In recent years, international players from Wales, England, New Zealand, Scotland, Australia and Samoa have been arrested for violent off-field incidents, from assaulting a female police officer to a drunken attack on a man outside a takeaway restaurant. In 2017 two members of the All Blacks side who won the 2011 World Cup, Dan Carter and Ali Williams, were found guilty of drink-driving and buying cocaine respectively.

Nothing, however, is as sordid as the trial earlier this year in Belfast of two Ireland internationals. The pair were eventually found not guilty of rape after a lengthy trial during which, according to the Irish Times, their ‘horrific sexism’ was laid bare. The players were sacked by their club, Ulster, because of the disrepute they had brought upon its name, but were soon signed by other clubs; that’s modern rugby, a sport once synonymous with sporting a black eye is now better known for turning a blind eye.
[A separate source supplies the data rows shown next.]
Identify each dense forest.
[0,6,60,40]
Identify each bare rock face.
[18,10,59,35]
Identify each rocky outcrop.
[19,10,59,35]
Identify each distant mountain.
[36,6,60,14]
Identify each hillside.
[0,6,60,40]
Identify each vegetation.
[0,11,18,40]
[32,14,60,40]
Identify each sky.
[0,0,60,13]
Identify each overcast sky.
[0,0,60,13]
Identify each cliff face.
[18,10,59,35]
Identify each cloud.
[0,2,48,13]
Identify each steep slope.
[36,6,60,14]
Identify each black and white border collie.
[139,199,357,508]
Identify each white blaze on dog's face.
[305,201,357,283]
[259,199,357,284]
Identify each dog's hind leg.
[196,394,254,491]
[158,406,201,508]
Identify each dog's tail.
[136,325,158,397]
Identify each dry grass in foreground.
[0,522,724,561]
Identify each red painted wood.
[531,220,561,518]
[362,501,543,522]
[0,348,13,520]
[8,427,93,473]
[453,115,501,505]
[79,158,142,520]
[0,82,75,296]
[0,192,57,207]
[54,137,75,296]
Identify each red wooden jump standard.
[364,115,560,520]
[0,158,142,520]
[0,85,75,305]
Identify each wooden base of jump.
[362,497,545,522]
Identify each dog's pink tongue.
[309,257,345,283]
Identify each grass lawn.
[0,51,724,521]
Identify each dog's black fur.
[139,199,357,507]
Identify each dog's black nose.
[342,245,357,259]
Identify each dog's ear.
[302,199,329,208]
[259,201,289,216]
You wouldn’t know it, though, listening to most people involved in the sport. Rugby drips with self-righteousness from the top down. World Rugby, the sport’s governing body, lists integrity, passion, solidarity, discipline and respect as its five core values, boasting that they ‘preserve rugby’s unique character and ethos both on and off the field of play’. Rugby union doesn’t have a monopoly on character and ethos: just ask the England football team.
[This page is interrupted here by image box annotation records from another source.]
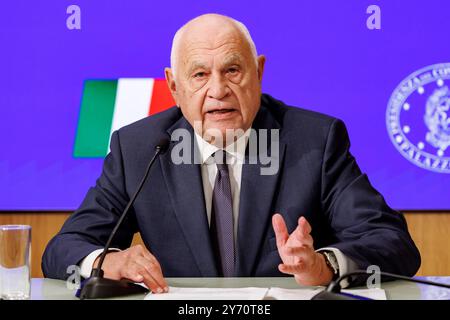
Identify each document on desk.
[265,288,386,300]
[144,287,386,300]
[144,287,269,300]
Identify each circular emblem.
[386,63,450,173]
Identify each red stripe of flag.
[149,79,175,115]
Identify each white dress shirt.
[80,129,357,287]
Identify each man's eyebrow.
[223,53,244,66]
[188,61,206,74]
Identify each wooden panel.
[0,212,450,278]
[0,213,69,278]
[405,213,450,276]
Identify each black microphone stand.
[76,139,169,299]
[311,270,450,300]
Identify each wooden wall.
[0,212,450,278]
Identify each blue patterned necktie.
[210,151,235,277]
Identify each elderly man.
[42,14,420,292]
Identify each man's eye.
[194,72,205,78]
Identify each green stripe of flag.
[73,80,117,158]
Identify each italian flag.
[73,78,175,158]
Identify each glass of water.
[0,225,31,300]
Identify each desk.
[31,277,450,300]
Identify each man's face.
[166,26,264,142]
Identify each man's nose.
[208,75,231,100]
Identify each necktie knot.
[214,150,228,174]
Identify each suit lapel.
[236,107,285,277]
[160,117,218,277]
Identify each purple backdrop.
[0,0,450,210]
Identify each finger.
[298,217,312,235]
[291,226,314,248]
[135,256,168,291]
[123,262,163,293]
[272,213,289,250]
[284,246,311,260]
[134,245,169,292]
[278,262,305,275]
[292,217,314,248]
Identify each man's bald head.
[170,13,258,75]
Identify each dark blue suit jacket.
[42,95,420,279]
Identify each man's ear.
[256,54,266,82]
[164,68,177,101]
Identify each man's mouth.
[206,108,236,115]
[207,109,235,115]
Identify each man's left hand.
[272,213,333,286]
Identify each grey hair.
[170,16,258,76]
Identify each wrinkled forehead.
[179,29,252,66]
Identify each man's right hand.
[94,245,169,293]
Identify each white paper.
[144,287,269,300]
[144,287,386,300]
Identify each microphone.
[311,270,450,300]
[76,138,170,299]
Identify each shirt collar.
[194,128,251,164]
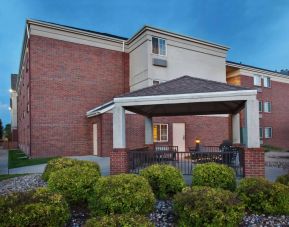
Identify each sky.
[0,0,289,124]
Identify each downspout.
[26,24,32,157]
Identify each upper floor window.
[254,75,262,86]
[153,124,168,142]
[263,76,271,87]
[259,101,263,112]
[152,37,167,55]
[264,101,272,113]
[265,127,272,139]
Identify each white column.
[245,99,260,148]
[113,105,126,148]
[232,113,241,144]
[145,117,154,144]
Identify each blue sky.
[0,0,289,124]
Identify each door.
[93,124,98,155]
[173,123,186,152]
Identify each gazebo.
[90,76,264,176]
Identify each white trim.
[114,90,257,106]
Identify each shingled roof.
[118,76,251,98]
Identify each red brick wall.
[17,46,30,154]
[25,35,129,156]
[235,76,289,149]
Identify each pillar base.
[244,148,265,177]
[110,148,129,175]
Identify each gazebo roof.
[118,76,250,98]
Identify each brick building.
[10,20,289,161]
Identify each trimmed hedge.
[237,178,289,215]
[85,214,154,227]
[276,172,289,186]
[48,165,100,203]
[192,162,236,191]
[42,158,100,181]
[173,186,245,227]
[0,188,70,227]
[140,164,186,199]
[89,174,155,215]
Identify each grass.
[8,150,56,169]
[262,144,284,152]
[0,174,27,181]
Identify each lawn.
[0,174,27,181]
[8,150,56,169]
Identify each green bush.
[42,158,100,181]
[237,178,289,215]
[276,172,289,186]
[89,174,155,215]
[85,214,154,227]
[140,164,185,199]
[192,162,236,191]
[48,165,100,203]
[173,186,245,227]
[0,188,70,227]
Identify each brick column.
[244,148,265,177]
[110,148,129,175]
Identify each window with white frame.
[263,76,271,88]
[153,124,168,142]
[259,101,263,113]
[265,127,272,139]
[254,75,262,86]
[264,101,272,113]
[152,37,167,56]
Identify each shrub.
[237,178,289,214]
[192,163,236,191]
[89,174,155,215]
[85,214,154,227]
[0,188,69,227]
[48,165,100,203]
[42,158,100,181]
[140,164,185,199]
[276,172,289,186]
[173,186,244,226]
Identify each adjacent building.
[11,20,289,156]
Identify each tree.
[0,119,3,140]
[4,124,12,141]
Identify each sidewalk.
[0,149,8,174]
[9,155,110,176]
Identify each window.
[152,37,167,55]
[254,75,262,86]
[264,101,271,113]
[259,101,263,112]
[265,127,272,139]
[153,124,168,142]
[263,76,271,88]
[153,80,160,85]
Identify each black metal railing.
[129,146,244,177]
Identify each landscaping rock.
[241,214,289,227]
[0,174,46,195]
[149,200,175,227]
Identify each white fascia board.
[114,90,257,106]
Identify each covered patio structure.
[90,76,264,176]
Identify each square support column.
[232,113,241,144]
[245,99,260,148]
[145,117,154,145]
[113,105,126,149]
[110,105,129,175]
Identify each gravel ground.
[0,174,46,195]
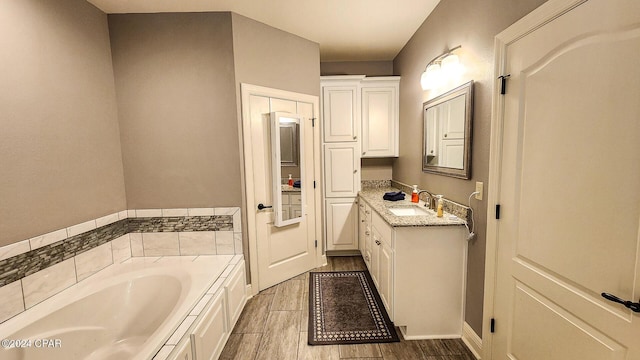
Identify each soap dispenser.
[436,195,444,217]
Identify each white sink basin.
[389,206,429,216]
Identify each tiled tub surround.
[0,255,244,360]
[0,207,242,323]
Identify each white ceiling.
[87,0,440,61]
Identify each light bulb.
[420,64,441,90]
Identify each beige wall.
[109,13,242,209]
[232,13,320,97]
[393,0,544,334]
[320,60,393,76]
[0,0,126,246]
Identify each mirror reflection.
[271,112,304,226]
[422,81,473,179]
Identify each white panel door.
[324,143,360,198]
[325,198,358,250]
[322,84,360,142]
[362,83,398,157]
[489,0,640,360]
[243,95,317,290]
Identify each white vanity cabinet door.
[191,291,229,360]
[167,338,194,360]
[224,261,247,329]
[325,198,358,250]
[324,143,360,198]
[322,83,360,143]
[362,78,400,158]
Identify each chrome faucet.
[418,190,433,209]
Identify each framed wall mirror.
[270,112,305,227]
[422,81,473,179]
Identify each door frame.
[240,83,326,295]
[482,0,587,360]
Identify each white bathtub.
[0,255,233,360]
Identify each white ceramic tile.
[111,234,131,264]
[162,209,189,217]
[0,240,31,260]
[229,255,244,265]
[207,277,226,295]
[233,233,244,254]
[189,294,213,316]
[136,209,162,217]
[67,220,96,237]
[158,255,197,263]
[213,207,239,215]
[220,264,236,277]
[142,232,180,256]
[233,211,242,232]
[22,259,76,309]
[129,233,144,256]
[216,231,235,255]
[76,242,113,281]
[118,210,129,220]
[0,280,24,323]
[189,208,214,216]
[178,231,216,255]
[122,256,161,264]
[153,345,175,360]
[29,229,68,250]
[165,315,197,345]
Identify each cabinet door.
[224,261,247,329]
[362,83,399,157]
[325,198,358,250]
[324,143,360,198]
[322,84,360,142]
[191,291,229,360]
[376,241,393,320]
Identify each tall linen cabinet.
[320,75,400,253]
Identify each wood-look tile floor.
[220,256,475,360]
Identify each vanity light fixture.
[420,45,462,90]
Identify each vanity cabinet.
[359,198,467,340]
[325,198,358,250]
[320,75,400,251]
[361,77,400,158]
[358,200,371,266]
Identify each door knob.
[601,293,640,312]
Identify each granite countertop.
[359,187,465,227]
[282,184,300,192]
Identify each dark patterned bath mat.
[309,271,400,345]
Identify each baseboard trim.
[462,321,482,360]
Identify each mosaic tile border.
[0,207,242,288]
[391,180,471,223]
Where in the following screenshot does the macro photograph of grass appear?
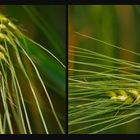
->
[0,5,66,134]
[68,5,140,134]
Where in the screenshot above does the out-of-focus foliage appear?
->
[68,5,140,133]
[0,5,66,134]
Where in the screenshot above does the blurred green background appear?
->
[0,5,66,133]
[68,5,140,134]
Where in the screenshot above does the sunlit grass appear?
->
[68,32,140,134]
[0,12,65,134]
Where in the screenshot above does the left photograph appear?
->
[0,5,66,134]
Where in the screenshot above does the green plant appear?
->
[68,32,140,134]
[0,11,65,134]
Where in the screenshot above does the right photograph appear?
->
[68,5,140,134]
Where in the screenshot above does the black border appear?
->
[0,0,67,5]
[66,1,68,134]
[68,0,140,5]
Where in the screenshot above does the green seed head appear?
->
[0,15,9,25]
[127,89,140,99]
[124,96,134,104]
[0,45,5,52]
[107,91,116,97]
[116,89,127,96]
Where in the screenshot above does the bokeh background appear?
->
[0,5,66,133]
[68,5,140,134]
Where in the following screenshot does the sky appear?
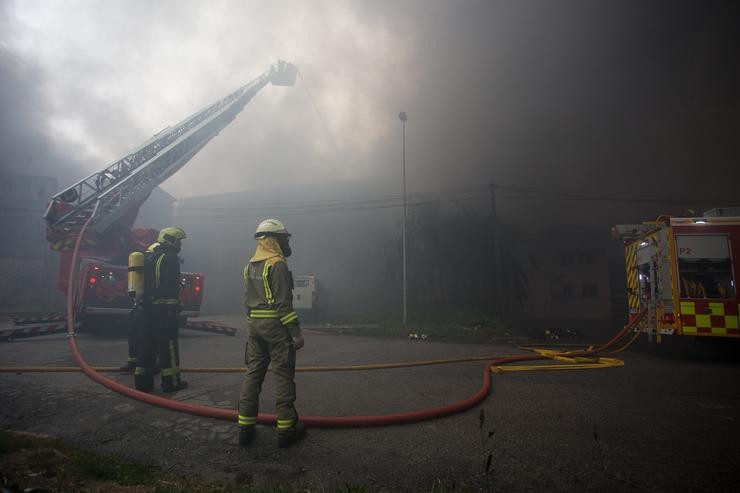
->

Will Greenwood, a World Cup winner with England in 2003 and now an insightful TV rugby pundit, wrote in the Daily Telegraph at the start of this year that a part of him would be relieved if his children didn’t want to play senior rugby. So would I. But while Greenwood is fearful of the sport’s physicality, for me it’s the vulgarity. That’s why when I go to the park for a kickabout with my daughter, the ball is a round one.